Esse é o tema de artigo do jornalista William Waack, no “Estadão”:
“O sepultamento jurídico da Lava Jato foi consumado bem antes da operação completar agora seus 10 anos. O enterro político tem se revelado mais difícil.
No lado jurídico, a derrota da Lava Jato apresenta aspectos específicos do campo do Direito, resumidos na frase: ‘não se deve cometer crimes para combater crimes’. Mas envolve uma monumental disputa entre poderes institucionais: qual deles exerceria uma ‘tutela’ sobre sociedade e política.
Como supremo poder, o STF se sentiu acuado e atacado pela Lava Jato e o Ministério Público (e nem se trata dos rumores em torno de uma ‘Lava Toga’). Afinal, quem ‘faz história’ e protege uma sociedade hipossuficiente, a que não é capaz de se defender sozinha?
Em parte, é a esse entendimento que o STF chegou quanto ao seu papel mais geral. Por ironia, era também o entendimento dos expoentes da Lava Jato quanto ao seu papel específico frente ao sistema político. Entregue a si mesma – acreditava-se e acredita-se – a política só produziria mais danos à sociedade, daí o controle a ser exercido pelos ‘homens de preto’.
Nesse sentido, é ‘game over’, pois tem sido o STF essa espécie de ‘regulador’ da política além do que possa ser um preceito constitucional. Ocorre que a Lava Jato é um fenômeno político e social de grande amplitude, no qual a indignação pela corrupção endêmica é só o aspecto mais visível.
A força do fenômeno reside no descontentamento de vastas camadas da sociedade frente ‘ao que está aí’, entendido como um sistema a partir do poder público que é predatório do ponto de vista do empreendedor, injusto do ponto de vista do contribuinte, e perverso do ponto de vista de quem precisa de saúde e segurança (pois gasta demais e entrega de menos).

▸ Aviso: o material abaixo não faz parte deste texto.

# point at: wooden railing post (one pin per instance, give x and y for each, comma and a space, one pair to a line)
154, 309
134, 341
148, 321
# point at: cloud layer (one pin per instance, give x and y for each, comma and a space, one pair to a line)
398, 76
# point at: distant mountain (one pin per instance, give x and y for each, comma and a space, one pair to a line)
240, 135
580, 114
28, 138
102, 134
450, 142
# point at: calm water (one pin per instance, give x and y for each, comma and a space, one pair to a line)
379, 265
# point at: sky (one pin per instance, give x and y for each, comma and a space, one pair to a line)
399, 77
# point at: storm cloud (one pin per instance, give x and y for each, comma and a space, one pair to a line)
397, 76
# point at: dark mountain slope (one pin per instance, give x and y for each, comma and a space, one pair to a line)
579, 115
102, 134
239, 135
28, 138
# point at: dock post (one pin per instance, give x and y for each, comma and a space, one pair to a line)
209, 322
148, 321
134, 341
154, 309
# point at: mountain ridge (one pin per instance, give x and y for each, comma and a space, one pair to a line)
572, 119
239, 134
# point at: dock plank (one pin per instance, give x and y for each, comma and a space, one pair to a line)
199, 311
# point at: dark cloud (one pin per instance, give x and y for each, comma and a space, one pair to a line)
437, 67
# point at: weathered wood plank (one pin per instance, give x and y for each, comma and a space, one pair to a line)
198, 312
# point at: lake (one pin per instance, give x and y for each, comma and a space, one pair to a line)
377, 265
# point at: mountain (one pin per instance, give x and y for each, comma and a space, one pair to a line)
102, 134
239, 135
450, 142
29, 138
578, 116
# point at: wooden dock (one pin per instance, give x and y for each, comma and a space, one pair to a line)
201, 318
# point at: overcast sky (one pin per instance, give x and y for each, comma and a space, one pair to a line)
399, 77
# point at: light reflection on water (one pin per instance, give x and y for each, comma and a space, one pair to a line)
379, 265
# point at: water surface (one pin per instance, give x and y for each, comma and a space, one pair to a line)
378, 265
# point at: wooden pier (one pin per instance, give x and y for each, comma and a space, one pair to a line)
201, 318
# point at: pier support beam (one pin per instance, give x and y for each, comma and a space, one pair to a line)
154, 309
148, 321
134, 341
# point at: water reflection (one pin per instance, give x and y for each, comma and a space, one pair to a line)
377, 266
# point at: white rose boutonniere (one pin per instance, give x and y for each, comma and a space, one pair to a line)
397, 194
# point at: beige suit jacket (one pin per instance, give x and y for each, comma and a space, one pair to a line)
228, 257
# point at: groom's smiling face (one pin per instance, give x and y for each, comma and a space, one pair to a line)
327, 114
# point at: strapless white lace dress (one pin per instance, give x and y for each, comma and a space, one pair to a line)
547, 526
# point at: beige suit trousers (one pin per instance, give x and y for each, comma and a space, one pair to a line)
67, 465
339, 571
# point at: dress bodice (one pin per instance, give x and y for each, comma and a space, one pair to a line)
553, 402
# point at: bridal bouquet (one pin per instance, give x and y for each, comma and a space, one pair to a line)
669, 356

No empenho de Lula e do PT em reescrever o passado está implícita a noção de que não é possível apagar a Lava Jato da memória coletiva (como não é possível apagar a pandemia, por exemplo). Daí o esforço de empurrar goela abaixo, com forte contribuição também do STF, a interpretação de que foi uma ocorrência maléfica, não só do ponto de vista jurídico, mas para economia e política brasileiras.
O problema é o choque brutal entre a proposta de ação política de reescrever o passado e a realidade. Para enorme parte da população, a Lava Jato (com ou sem erros) continua simbolizando um esforço para mudar ‘o que está aí’, além de combater corrupção, enquanto as instâncias jurídicas e políticas permanecem fixas no plano desse imaginário político como pilares para deixar tudo como sempre foi.
É possível enterrar um morto, mas difícil se livrar da assombração.”